Metadata-Version: 2.4
Name: falgueras
Version: 1.1.4
Summary: Common code for Python projects involving GCP, Pandas, and Spark.
Author-email: Aleix Falgueras Casals <falguerasaleix@gmail.com>
License: MIT
License-File: LICENSE
Classifier: License :: OSI Approved :: MIT License
Classifier: Operating System :: OS Independent
Classifier: Programming Language :: Python :: 3
Requires-Python: >=3.10
Requires-Dist: colorama~=0.4.6
Requires-Dist: db-dtypes~=1.3.1
Requires-Dist: google-api-core~=2.24.0
Requires-Dist: google-api-python-client~=2.156.0
Requires-Dist: google-auth~=2.37.0
Requires-Dist: google-cloud-bigquery-storage~=2.27.0
Requires-Dist: google-cloud-bigquery~=3.27.0
Requires-Dist: google-cloud-language~=2.16.0
Requires-Dist: google-cloud-secret-manager~=2.22.0
Requires-Dist: google-cloud-storage~=2.19.0
Requires-Dist: numpy==1.26.4
Requires-Dist: pandas==2.1.4
Requires-Dist: protobuf~=5.29.2
Requires-Dist: pyarrow==12.0.1
Requires-Dist: pypdf2~=3.0.1
Requires-Dist: pytz~=2024.2
Requires-Dist: requests~=2.32.3
Provides-Extra: spark
Requires-Dist: findspark==1.4.2; extra == 'spark'
Requires-Dist: pyspark==3.5.2; extra == 'spark'
Description-Content-Type: text/markdown


# Falgueras 🪴

[![PyPI version](https://img.shields.io/pypi/v/falgueras?color=4CBB17)](https://pypi.org/project/falgueras/)

Development framework for Python projects involving GCP, Pandas, and Spark. 

The main goal is to accelerate development of data-driven projects by offering a unified framework 
for developers with different backgrounds, from software and data engineers to data scientists.

## Set up

Base package: `pip install falgueras` (requieres Python>=3.10)

PySpark dependencies: `pip install falgueras[spark]` (PySpark 3.5.2)

PySpark libraries are optional to keep the package lightweight and because in most cases 
they are already provided by the environment.

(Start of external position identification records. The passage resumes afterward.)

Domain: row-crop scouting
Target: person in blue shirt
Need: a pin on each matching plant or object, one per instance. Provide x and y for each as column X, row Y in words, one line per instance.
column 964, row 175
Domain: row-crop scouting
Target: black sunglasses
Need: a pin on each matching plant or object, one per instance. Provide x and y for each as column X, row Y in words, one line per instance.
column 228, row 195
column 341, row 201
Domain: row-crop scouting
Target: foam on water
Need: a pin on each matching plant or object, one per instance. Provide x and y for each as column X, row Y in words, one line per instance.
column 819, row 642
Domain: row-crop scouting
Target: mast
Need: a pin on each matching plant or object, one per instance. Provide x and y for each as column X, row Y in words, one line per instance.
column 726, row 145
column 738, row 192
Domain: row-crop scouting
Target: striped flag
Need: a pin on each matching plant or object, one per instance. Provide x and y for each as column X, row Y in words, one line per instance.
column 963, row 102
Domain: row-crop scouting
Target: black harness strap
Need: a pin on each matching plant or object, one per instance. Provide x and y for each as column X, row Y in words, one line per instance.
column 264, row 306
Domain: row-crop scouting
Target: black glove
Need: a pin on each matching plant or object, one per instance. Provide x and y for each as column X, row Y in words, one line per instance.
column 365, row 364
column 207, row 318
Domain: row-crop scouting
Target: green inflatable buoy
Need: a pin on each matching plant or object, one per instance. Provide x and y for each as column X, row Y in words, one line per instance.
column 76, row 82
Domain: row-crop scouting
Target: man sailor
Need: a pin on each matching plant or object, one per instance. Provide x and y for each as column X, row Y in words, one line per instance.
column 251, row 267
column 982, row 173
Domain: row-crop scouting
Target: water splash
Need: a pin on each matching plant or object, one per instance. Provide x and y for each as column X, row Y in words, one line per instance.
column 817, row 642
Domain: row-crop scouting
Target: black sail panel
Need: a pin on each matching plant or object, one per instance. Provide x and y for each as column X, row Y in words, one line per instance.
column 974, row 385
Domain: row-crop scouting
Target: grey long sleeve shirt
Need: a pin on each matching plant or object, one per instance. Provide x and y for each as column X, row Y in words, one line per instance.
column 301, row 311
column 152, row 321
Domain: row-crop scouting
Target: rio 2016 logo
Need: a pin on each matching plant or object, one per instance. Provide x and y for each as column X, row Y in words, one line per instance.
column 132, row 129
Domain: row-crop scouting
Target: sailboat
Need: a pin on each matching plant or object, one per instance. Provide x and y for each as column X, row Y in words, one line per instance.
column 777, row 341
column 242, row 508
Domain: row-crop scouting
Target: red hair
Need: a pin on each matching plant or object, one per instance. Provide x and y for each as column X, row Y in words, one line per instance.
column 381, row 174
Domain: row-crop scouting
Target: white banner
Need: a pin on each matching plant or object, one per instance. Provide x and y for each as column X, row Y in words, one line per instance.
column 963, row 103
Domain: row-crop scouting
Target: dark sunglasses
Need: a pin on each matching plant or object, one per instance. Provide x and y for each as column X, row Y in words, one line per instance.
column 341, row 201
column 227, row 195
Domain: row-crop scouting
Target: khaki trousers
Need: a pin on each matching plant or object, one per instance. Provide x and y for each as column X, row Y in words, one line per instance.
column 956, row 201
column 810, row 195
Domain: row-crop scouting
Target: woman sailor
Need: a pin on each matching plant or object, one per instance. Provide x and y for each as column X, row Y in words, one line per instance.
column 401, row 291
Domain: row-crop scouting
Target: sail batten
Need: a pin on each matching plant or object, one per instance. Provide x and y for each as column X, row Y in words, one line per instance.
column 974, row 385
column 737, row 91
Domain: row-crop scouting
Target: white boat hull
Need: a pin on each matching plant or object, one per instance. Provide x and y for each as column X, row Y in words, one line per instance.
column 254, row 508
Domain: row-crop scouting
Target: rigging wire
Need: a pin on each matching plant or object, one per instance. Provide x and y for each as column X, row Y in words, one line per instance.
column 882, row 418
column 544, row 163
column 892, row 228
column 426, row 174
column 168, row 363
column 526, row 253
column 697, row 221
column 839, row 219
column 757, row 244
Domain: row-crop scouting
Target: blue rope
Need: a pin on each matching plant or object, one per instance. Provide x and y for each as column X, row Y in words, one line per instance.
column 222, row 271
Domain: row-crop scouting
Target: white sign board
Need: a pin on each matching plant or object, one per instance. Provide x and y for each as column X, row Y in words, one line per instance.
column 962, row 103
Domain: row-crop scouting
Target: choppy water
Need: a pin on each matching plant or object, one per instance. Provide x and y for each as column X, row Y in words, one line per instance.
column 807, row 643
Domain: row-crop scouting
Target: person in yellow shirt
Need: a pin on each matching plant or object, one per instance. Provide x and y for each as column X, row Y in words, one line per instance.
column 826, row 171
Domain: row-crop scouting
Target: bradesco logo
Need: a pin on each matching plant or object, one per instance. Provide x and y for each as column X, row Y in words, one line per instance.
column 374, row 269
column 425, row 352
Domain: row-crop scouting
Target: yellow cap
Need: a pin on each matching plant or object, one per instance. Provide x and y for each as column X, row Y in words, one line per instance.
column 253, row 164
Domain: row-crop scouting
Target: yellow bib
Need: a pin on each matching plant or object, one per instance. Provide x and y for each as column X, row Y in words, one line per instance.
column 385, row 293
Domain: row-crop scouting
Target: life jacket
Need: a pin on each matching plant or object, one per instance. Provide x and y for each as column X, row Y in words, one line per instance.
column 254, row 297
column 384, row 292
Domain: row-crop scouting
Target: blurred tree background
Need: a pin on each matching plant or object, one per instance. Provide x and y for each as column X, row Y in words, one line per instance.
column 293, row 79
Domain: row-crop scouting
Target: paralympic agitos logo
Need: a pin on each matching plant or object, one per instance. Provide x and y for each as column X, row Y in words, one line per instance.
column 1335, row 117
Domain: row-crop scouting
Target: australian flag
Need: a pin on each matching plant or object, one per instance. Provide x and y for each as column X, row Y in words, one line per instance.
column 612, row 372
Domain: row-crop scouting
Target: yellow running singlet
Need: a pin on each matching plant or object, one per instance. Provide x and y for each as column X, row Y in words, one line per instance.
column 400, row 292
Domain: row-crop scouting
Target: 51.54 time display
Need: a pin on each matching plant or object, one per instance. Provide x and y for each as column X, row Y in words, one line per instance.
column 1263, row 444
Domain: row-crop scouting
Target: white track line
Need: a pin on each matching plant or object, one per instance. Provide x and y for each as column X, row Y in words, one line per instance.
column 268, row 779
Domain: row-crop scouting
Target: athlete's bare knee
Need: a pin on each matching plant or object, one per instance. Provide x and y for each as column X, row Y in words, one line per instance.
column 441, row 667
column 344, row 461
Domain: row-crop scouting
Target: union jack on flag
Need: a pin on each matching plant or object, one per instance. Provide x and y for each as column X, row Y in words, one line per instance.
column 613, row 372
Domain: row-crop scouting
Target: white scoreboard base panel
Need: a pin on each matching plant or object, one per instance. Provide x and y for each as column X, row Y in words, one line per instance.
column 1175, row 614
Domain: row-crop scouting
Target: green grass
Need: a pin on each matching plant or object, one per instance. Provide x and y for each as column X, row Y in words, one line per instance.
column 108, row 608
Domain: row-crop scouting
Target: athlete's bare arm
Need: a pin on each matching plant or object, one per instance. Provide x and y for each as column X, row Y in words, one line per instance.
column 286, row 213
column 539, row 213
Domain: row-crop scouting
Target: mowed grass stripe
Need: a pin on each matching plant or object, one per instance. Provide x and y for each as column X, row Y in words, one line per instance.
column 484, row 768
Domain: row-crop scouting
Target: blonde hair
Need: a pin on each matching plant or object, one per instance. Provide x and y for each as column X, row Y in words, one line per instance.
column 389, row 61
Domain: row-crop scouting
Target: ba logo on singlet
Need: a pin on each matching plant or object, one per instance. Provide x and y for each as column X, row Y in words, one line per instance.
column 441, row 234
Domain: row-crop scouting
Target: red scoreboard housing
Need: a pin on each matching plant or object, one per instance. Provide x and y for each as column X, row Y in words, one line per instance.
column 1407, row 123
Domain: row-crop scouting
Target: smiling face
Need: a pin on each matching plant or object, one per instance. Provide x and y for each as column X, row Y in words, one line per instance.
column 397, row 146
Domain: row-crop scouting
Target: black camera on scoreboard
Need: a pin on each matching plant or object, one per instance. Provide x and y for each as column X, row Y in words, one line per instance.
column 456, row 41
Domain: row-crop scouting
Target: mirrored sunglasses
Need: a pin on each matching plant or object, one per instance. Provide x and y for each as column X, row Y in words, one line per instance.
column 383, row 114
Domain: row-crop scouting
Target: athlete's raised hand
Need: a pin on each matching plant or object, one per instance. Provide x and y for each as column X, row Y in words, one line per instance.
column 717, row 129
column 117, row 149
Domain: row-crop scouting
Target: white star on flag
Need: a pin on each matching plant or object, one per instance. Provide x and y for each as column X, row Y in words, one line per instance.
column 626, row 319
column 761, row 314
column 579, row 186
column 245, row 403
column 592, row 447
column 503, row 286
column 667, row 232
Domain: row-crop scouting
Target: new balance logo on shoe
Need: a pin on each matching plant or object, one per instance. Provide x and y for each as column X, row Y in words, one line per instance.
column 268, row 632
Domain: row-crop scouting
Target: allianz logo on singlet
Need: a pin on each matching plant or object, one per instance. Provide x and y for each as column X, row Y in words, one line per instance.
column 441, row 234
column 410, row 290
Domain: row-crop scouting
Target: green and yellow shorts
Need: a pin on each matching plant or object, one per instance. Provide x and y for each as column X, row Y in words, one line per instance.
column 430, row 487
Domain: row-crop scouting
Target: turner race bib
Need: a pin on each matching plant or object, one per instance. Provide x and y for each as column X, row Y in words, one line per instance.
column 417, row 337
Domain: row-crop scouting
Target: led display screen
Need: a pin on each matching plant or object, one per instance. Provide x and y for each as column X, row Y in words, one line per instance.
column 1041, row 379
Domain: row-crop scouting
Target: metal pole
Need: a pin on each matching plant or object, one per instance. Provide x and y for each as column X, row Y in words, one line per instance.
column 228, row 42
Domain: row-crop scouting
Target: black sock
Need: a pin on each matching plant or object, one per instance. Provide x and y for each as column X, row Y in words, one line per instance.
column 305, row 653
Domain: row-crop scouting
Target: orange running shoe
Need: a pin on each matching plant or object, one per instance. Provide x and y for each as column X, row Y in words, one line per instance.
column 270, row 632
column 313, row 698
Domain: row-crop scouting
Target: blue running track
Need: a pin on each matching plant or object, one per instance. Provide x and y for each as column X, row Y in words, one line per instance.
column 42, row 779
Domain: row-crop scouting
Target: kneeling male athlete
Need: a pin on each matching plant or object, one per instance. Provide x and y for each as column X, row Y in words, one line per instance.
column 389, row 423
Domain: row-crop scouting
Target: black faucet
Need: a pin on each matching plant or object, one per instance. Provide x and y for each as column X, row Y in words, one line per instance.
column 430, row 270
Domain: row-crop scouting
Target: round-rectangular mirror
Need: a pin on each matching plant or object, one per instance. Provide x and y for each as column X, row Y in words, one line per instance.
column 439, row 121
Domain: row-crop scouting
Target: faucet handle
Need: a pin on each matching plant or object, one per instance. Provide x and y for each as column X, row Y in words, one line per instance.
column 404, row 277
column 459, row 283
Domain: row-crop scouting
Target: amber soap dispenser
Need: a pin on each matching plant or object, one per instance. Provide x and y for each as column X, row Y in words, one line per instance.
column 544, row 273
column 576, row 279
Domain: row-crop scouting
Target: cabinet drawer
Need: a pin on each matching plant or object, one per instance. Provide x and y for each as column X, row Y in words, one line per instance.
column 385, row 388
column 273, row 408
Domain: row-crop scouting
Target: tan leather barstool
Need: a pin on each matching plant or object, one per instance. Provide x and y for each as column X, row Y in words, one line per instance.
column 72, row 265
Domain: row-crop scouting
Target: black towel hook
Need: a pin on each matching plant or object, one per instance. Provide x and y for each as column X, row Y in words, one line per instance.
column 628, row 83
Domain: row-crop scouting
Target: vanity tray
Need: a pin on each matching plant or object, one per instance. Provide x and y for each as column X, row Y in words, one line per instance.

If you don't use falgueras PySpark
dependencies, keep in mind that versions of the numpy, pandas and pyarrow packages were 
tested against PySpark version 3.5.2. Behavior with other versions may change.

### Run Spark 3.5.2 applications locally in Windows from IntelliJ

_try fast fail fast learn fast_

For local Spark execution in Windows, the following environment variables must be set appropriately: 
- SPARK_HOME; version spark-3.5.2-bin-hadoop3.
- HADOOP_HOME; same value than SPARK_HOME.
- JAVA_HOME; recommended Java SDK 11.
- PATH += %HADOOP_HOME%\bin, %JAVA_HOME%\bin.

%HADOOP_HOME%\bin must contain files winutils.exe and hadoop.dll, download from 
[here](https://github.com/kontext-tech/winutils/blob/master/hadoop-3.3.0/bin).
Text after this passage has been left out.